TBT time. Bad Santa is one of the most refreshing Christmas movies of all time, except for the way it treats women who wear larger sizes.
There’s so much to love about this movie starring Billy Bob Thornton as the wasted degenerate thief who doesn’t understand the purpose of orange juice if there’s no booze. There’s the classical music. The non-lame screw-it-because-life’s-a-bag-of-coal-and-you’re-drowning-in-basics when you’re supposed to feel truly blessed attitude. There’s even the way the movie makes you feel feelings with the hapless (round) Thumron Murmon. This movie is payback for everyone who has ever made you feel worn down by all the forced holiday joy while you gulped hot toddies as all the bright and shiny families went frolicking around you.
Jesus blank Christ, thank you for this story about a guy who shows up for work like this.

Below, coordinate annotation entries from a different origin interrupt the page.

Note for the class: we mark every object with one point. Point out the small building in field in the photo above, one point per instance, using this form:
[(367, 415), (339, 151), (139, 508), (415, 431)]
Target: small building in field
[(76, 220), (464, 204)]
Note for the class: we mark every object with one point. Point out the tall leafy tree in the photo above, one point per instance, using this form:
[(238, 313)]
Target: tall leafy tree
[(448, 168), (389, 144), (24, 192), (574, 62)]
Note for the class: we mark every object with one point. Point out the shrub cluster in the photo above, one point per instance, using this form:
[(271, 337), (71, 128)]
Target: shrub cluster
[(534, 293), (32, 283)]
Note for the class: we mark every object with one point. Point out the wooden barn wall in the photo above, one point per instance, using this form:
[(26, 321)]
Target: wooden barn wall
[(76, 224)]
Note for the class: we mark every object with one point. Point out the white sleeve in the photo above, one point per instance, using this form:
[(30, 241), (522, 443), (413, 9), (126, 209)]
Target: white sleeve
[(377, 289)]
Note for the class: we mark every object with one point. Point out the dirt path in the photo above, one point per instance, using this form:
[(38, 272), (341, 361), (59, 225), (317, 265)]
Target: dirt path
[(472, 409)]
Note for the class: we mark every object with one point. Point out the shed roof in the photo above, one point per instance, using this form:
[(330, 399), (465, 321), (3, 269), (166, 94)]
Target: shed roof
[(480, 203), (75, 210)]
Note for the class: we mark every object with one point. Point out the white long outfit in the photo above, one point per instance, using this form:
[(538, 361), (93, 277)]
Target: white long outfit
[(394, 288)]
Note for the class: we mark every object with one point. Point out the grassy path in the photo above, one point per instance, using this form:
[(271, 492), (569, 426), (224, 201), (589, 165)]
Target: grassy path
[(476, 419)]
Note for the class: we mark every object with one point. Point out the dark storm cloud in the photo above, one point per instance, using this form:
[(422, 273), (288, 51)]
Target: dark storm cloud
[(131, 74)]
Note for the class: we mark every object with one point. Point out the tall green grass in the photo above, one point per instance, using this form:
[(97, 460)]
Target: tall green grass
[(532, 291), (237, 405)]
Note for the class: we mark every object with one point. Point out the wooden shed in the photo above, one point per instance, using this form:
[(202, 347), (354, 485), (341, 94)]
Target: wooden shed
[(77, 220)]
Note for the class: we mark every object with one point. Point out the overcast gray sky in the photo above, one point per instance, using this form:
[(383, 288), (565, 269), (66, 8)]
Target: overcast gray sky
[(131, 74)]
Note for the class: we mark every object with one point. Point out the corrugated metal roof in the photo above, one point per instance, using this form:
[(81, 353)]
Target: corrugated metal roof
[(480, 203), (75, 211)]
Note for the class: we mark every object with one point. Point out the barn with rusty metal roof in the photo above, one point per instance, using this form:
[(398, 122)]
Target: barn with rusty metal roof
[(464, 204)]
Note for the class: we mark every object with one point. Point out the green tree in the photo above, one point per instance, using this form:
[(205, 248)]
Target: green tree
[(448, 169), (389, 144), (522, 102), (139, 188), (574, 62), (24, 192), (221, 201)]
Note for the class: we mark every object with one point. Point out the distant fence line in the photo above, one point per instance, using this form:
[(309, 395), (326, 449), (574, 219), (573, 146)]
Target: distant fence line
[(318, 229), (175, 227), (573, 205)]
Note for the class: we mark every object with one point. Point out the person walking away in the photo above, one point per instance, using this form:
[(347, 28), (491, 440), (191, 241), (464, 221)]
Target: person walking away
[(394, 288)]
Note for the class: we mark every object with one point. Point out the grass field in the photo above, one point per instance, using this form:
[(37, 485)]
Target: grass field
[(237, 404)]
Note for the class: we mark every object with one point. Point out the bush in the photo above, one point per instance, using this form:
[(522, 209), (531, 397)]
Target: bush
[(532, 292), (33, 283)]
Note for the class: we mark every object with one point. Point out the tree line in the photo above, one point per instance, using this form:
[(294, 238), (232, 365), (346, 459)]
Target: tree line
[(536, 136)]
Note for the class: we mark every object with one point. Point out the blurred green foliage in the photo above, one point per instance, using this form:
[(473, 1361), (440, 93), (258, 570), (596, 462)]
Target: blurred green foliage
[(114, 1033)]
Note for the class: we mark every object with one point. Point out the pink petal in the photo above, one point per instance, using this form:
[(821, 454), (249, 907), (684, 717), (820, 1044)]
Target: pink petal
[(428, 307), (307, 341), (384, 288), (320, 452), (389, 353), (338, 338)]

Nearly every part is SO GOOD. Although it is an equal opportunity offender when it comes to marginalized people: little people, people with learning disabilities and the list goes on, but now our sensitive spot. What happens when the least insufferable holiday movie makes its lead horndog go for — not one, but TWO women of size? He “makes merry” with a woman in a fitting room in the “plus-size woman” section. (She’s wearing glittery stripper heels.) Plus, he also goes for a “curvier” prostitute as well.
This is all supposed to be hilarious, that he actually does stuff with “large women,” a group used to being fetishized as inherently sexual because…more meat. It’s not that we’re not leaping with joy that the film acknowledges women who shop in THAT section deserve sexual attention. But instead of these trysts being your standard meaningless sexy time sessions, they’re treated as running gags. We won’t go into too many details, but they’re, well, dirty. Further, the “large women” aspect makes bumbling people in the movie uncomfortable. Did it really have to be about getting physical with 1) a cheap sex worker, and 2) someone nuts enough to have sex in a dressing room who the film doesn’t even show? (We just know she’s the sort of woman who shops in what the film affectionately calls the big and tall section.)
So, it’s still a gift of a movie, but we just wish they didn’t make the objects of bad Santa’s desires so ridiculous. Way to make this much more awkward family viewing though.